Processus de réconciliation en Côte d’Ivoire : La FIDH et la CPI jouent les trouble-fête

Sans carton d’invitation, telles  des danseuses de Zouk sans cavaliers en Guadeloupe, La Fédération Internationale des Droits de l’Homme (FIDH) par son bureau Afrique (Antonin Rabecq)  et la Cour Pénale Internationale (CPI) par son porte-parole  (Fadi El Abdallah) condamnent l’amnistie de Simone Gbagbo en se donnant en spectacle de l’immaturité politique blâmable (1) et de la méconnaissance de la souveraineté judiciaire de l’Etat ivoirien (2).

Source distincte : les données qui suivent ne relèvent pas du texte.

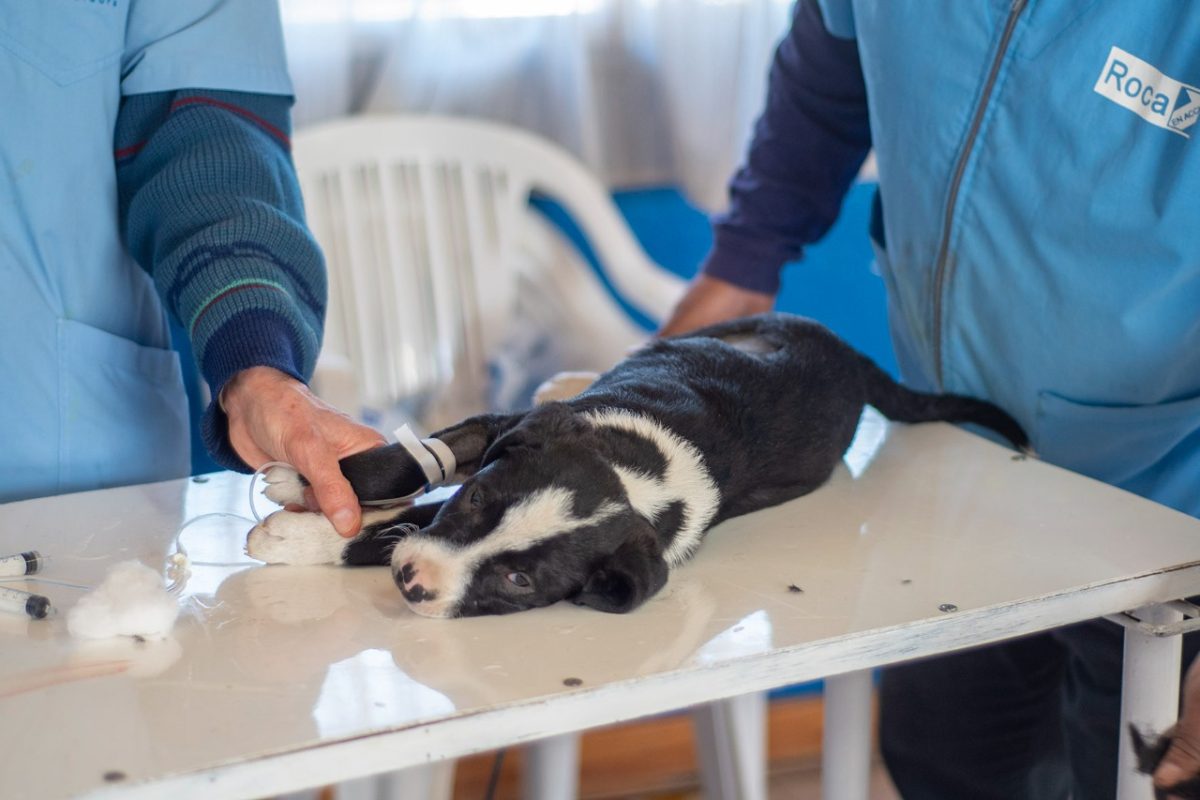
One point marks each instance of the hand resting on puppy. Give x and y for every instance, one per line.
x=594, y=499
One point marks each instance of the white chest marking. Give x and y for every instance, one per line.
x=448, y=569
x=685, y=480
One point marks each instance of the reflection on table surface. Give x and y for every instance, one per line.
x=269, y=659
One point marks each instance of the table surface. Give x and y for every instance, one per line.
x=277, y=678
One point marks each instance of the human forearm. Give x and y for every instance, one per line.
x=808, y=145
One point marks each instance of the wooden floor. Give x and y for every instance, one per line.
x=655, y=759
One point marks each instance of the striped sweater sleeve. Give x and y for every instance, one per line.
x=211, y=209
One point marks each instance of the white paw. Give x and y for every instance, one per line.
x=564, y=385
x=283, y=486
x=295, y=537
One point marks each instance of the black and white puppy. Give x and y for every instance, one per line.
x=594, y=499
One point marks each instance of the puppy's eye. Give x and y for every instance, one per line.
x=520, y=579
x=475, y=498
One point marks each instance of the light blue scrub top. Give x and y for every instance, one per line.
x=91, y=394
x=1071, y=292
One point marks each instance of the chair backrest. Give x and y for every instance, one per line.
x=436, y=258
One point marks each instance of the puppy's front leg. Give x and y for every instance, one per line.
x=307, y=537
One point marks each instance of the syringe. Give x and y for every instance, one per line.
x=24, y=602
x=13, y=566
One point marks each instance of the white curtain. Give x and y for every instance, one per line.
x=645, y=91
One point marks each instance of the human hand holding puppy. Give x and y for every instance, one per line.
x=274, y=416
x=711, y=300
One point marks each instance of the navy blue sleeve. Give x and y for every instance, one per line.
x=808, y=145
x=211, y=208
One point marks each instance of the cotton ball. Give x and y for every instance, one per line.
x=131, y=601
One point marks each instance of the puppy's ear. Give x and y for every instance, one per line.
x=625, y=579
x=469, y=439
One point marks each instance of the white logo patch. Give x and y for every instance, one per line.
x=1162, y=101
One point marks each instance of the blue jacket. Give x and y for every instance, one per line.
x=1037, y=216
x=144, y=169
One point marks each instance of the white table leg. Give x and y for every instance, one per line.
x=1150, y=692
x=429, y=782
x=846, y=749
x=731, y=747
x=552, y=769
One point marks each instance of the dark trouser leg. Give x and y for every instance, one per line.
x=1033, y=719
x=1091, y=704
x=979, y=725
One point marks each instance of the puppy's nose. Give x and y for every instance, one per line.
x=413, y=591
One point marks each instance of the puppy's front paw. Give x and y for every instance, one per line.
x=563, y=386
x=295, y=537
x=283, y=486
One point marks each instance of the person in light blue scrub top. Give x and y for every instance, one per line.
x=1036, y=227
x=147, y=170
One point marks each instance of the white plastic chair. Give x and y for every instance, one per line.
x=438, y=270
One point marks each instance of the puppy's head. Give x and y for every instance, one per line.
x=541, y=518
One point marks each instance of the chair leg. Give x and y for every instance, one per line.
x=552, y=769
x=846, y=751
x=731, y=747
x=429, y=782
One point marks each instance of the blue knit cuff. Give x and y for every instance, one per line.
x=250, y=338
x=745, y=262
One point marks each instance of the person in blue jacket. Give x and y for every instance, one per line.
x=1035, y=226
x=147, y=170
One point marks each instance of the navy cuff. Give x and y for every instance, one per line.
x=745, y=262
x=251, y=338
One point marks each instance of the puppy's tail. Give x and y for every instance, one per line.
x=904, y=404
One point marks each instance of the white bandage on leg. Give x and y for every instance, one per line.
x=435, y=458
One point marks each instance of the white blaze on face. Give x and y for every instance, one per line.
x=447, y=570
x=685, y=480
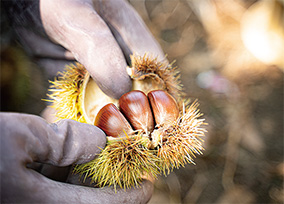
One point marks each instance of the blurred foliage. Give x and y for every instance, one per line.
x=242, y=99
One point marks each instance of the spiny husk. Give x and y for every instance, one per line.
x=66, y=93
x=122, y=163
x=181, y=140
x=162, y=74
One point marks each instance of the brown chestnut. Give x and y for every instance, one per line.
x=136, y=108
x=112, y=122
x=164, y=107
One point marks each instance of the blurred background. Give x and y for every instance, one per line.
x=231, y=58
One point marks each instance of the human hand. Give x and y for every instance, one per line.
x=26, y=139
x=97, y=33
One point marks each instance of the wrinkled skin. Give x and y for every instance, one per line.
x=26, y=139
x=100, y=34
x=96, y=33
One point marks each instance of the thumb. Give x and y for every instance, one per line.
x=76, y=25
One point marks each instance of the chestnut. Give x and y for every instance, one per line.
x=135, y=107
x=164, y=107
x=112, y=122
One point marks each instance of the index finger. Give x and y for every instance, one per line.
x=75, y=25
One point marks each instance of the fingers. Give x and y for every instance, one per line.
x=75, y=25
x=39, y=189
x=128, y=26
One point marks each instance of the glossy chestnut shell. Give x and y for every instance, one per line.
x=135, y=107
x=137, y=111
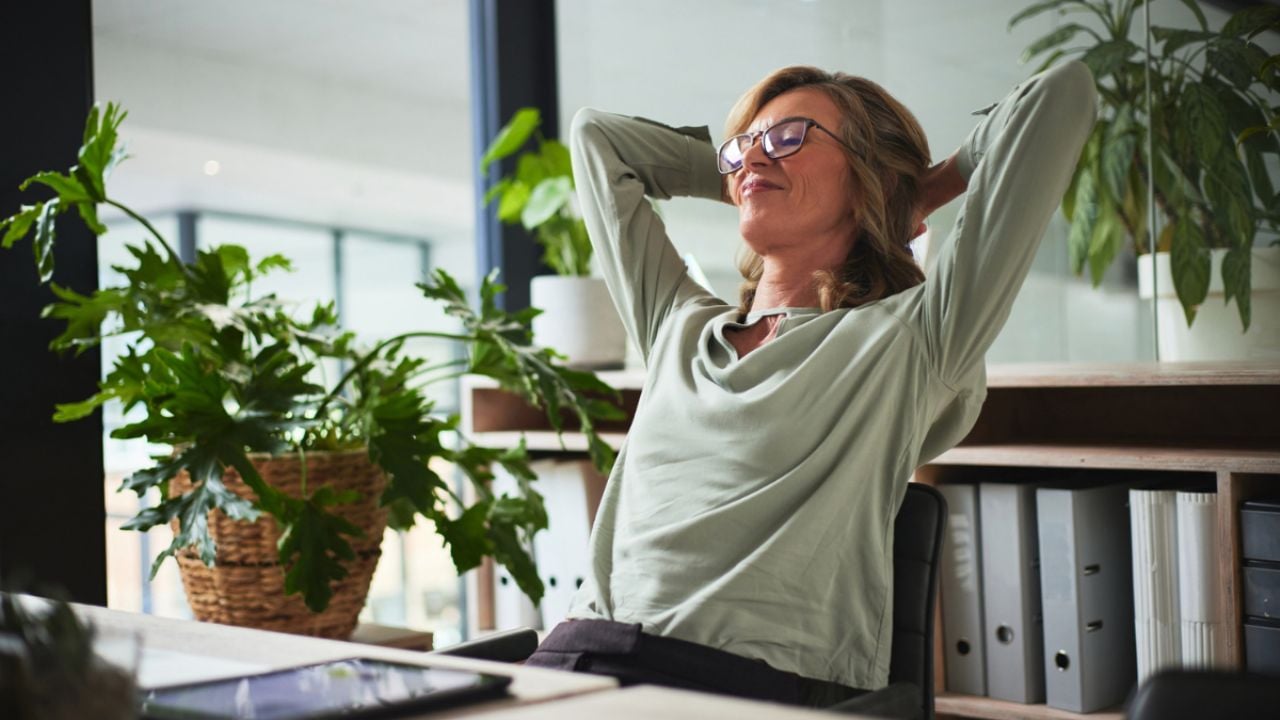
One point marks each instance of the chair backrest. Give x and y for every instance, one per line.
x=917, y=550
x=1205, y=695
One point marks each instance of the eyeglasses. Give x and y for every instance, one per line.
x=778, y=140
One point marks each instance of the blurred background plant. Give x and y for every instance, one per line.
x=1212, y=124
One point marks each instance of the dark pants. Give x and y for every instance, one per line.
x=622, y=651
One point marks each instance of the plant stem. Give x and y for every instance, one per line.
x=154, y=232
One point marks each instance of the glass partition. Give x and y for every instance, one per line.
x=686, y=63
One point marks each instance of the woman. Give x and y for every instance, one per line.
x=744, y=543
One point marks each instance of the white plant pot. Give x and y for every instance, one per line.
x=1216, y=333
x=577, y=320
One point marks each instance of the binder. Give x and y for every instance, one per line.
x=1157, y=630
x=1086, y=589
x=1197, y=578
x=1011, y=593
x=562, y=548
x=963, y=633
x=511, y=607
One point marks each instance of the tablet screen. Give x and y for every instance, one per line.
x=341, y=688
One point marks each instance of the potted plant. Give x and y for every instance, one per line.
x=49, y=668
x=278, y=484
x=579, y=317
x=1212, y=126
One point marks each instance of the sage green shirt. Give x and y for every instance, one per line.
x=752, y=505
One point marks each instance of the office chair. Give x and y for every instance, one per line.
x=1205, y=695
x=917, y=548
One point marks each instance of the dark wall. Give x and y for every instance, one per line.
x=51, y=505
x=512, y=67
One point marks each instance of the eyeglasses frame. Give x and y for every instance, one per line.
x=759, y=135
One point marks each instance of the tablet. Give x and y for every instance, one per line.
x=341, y=688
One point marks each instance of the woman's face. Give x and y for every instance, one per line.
x=803, y=200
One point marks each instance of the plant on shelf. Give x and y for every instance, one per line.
x=227, y=377
x=539, y=194
x=1212, y=123
x=49, y=669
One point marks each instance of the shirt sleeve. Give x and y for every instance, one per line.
x=1018, y=160
x=617, y=163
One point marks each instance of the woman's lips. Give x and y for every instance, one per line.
x=757, y=185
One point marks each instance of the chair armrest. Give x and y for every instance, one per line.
x=507, y=646
x=900, y=701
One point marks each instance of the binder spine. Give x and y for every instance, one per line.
x=963, y=633
x=1197, y=578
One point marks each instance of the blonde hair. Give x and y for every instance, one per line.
x=890, y=155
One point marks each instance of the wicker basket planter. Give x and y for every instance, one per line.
x=246, y=584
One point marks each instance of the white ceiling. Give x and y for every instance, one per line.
x=408, y=48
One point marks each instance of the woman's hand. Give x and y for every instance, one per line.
x=940, y=185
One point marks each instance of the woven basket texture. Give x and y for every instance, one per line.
x=246, y=584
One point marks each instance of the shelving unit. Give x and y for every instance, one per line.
x=1215, y=419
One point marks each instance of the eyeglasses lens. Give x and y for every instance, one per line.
x=781, y=140
x=784, y=139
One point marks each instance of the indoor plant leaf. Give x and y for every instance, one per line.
x=1237, y=281
x=547, y=200
x=1203, y=115
x=1189, y=264
x=512, y=136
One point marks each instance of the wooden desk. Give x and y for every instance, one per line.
x=218, y=651
x=645, y=702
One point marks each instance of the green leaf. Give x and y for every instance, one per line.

1.        L’immaturité politique blâmable

La libération de Madame Simone Gbagbo n’est pas du goût de deux institutions tout aussi complémentaires que complices de partialité à savoir la Fédération Internationale des Droits de l’Homme (FIDH) et la Cour Pénale Internationale (CPI). Depuis le mercredi 08 août 2018, l’épouse de l’ancien Président de la République Laurent GBAGBO est remise en liberté après avoir été condamnée en 2015 à 20 ans de prison pour atteinte à la sûreté de l’Etat  dans le cadre de la crise postélectorale de 2010 et de 2011. M. Antonin Rabecq, responsable adjoint au bureau Afrique de la Fédération internationale des droits de l’Homme est monté au créneau chez nos confrères de RFI pour accuser  que cette « libération, c’est un geste de mépris pour les victimes, parce qu’il est évidemment trop facile de leur demander de pardonner après les crimes qui ont été commis. » Une telle position est tout aussi incompréhensible qu’insuffisamment élaborée. En effet, le procès de Simone Gbagbo est une expédition joyeuse de « vainqueurs ». Acquittée aux assises, elle fera l’objet d’une cassation. Ce qui montre qu’il s’agit d’un procès particulier. Ce qu’on demande à la Fédération Internationale des Droits de l’Homme, c’est moins un réquisitoire discutable que de la cohérence. On ne saurait juger une partie  et laisser  l’autre. A moins que le recours à la rébellion armée fasse partie du système des valeurs du bureau Afrique de la Fédération Internationale des Droits de l’Homme.  La Côte d’Ivoire a –t- elle besoin d’une réconciliation ?  Bien sûr que oui. Cette réconciliation passe par le châtiment au préalable des criminels non inquiétés jusque là  et qui ont été les bourreaux des victimes que la Fédération devrait aussi défendre. La réconciliation en Côte d’Ivoire est le gage de son rayonnement. Cela passe  par le châtiment au préalable de toutes les parties sans exception.  Telle doit être la position équidistante d’une organisation de notoriété internationale.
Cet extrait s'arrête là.